According to RAINN (The Rape, Abuse & Incest National Network), an average of 60% of sexual assaults often go unreported. And who can blame them, when these are the “consequences” of accusing someone of rape – an assessment of their character and credibility; a complete disregard for the trauma they have experienced; and the insistence that “you could’ve done more to prevent it yourself.”

While some rape allegations can be proven false, that doesn’t excuse Don Lemon’s comments or the agency they place on sexual assault victims to essentially “save themselves.” The act of rape is not about agency; it’s about control. It’s about limiting space to overpower a victim. A line of questioning like Lemon’s shifts the balance of that “control” – instead of putting it on the assaulter, who attempted to control the body of the victim… it puts the control on the victim to decide whether or not she (or he) is raped.

Many rape victims in one way or another already blame themselves or are made to feel guilty for their being sexually assaulted. Women, especially, are made out to be culpable in their own sexual assault, told they were “asking for it” because of clothing they wore at the time or misinterpreted behaviors (because, again, I probably missed the class where one having self-control trumped one’s wanting to have sex with another person against that person’s will).
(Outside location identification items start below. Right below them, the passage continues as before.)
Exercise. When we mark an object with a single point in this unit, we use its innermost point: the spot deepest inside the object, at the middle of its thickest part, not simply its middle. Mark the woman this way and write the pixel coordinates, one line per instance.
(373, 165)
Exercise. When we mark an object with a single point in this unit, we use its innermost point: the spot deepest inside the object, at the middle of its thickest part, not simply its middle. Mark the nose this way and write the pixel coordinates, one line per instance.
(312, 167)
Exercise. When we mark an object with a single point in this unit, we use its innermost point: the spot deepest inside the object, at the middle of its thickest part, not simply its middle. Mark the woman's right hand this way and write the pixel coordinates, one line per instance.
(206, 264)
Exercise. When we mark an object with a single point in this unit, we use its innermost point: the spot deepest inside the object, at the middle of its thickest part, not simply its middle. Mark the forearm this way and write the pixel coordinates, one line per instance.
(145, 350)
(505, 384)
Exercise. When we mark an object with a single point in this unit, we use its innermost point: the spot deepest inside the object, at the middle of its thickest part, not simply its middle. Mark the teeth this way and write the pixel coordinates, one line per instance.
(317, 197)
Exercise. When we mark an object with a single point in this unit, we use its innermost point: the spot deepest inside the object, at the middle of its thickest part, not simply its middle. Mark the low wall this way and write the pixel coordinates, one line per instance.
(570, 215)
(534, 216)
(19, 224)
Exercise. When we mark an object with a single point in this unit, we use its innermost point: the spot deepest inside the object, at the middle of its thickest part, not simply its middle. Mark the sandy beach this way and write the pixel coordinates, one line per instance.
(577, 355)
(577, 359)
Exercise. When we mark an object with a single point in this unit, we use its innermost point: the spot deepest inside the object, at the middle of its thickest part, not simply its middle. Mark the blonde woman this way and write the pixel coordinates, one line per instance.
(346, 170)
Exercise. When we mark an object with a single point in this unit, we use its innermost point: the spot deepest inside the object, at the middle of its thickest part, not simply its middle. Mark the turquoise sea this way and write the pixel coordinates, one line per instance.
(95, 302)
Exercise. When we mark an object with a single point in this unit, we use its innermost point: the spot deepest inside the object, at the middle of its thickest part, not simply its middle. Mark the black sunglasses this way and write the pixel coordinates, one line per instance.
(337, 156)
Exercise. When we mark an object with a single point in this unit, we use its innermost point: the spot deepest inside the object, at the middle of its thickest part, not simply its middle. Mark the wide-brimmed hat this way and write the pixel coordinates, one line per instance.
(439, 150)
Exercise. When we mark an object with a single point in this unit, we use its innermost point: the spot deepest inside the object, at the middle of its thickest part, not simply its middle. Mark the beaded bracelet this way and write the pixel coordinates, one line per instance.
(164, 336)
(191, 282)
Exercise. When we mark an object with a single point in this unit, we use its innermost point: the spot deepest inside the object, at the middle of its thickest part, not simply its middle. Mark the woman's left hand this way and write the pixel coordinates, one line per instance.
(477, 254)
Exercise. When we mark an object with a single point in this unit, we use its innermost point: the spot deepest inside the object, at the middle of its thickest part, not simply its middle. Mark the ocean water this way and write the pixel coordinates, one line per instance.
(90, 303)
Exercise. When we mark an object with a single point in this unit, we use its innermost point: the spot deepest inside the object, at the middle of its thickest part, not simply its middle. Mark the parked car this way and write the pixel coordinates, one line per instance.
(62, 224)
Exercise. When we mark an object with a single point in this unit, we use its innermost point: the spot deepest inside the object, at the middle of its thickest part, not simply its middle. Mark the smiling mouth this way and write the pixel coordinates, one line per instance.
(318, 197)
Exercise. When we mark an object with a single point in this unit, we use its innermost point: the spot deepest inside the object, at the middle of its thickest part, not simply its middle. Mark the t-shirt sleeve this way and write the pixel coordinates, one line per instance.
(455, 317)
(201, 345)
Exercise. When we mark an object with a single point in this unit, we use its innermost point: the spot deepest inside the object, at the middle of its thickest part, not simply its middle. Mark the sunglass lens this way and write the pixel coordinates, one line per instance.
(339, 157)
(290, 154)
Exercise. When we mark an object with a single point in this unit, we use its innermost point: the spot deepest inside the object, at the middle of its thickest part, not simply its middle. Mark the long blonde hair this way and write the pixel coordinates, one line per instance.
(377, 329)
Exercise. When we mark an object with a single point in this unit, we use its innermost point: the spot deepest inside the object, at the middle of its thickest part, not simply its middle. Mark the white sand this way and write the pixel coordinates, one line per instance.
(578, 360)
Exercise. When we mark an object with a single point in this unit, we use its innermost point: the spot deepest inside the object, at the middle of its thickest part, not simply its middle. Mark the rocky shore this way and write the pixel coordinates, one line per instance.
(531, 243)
Even in a powerless situation, they struggle to consider whether there was one instance or many instances where they could’ve done something to change what happened. Most times, they couldn’t have, but the guilt can be overwhelming.

It’s romantic to imagine that women under attack might channel their inner Olivia Benson from Law & Order: Special Victims Unit, or go full Jodie Foster in The Brave One. But the average rape victim is not a fictional character with quick reaction time and defensive instincts. The average rape victim is a real person. The average rape victim is often too busy trying to wrap their heads around what’s actually happening to them and being trapped in the trauma of it all, to feel compelled to agency. The average rape victim is possibly someone you know, who’s never told you for fear that you, like Don Lemon, might ask them “how could you let that happen?”

This culture where accused rapists are absolved of accountability – especially those with a high-profile, whose public image is too perfect for them to possibly be guilty of such a thing – and rape victims themselves are to blame has to go. Don Lemon deserves to be held accountable beyond just an apology; but he’s just a cog in this machine, just another example of holier-than-thou male privilege attempting to shame a rape victim.

Years ago, Ntozake Shange described this effect in her play for colored girls who have considered suicide when the rainbow is enuf, with a monologue that soberly outlines the process of thinking applied to women when they are raped –

“We must have known
Women relinquish all personal rights
in the presence of a man who apparently could be considered a rapist,
especially if he has been considered a friend.”

Instead of telling rape victims (regardless of gender or sexual identity) they “must have known,” we need to focus on the more important target – reminding rapists themselves that THEY should’ve known better. And Don Lemon should’ve known better, too.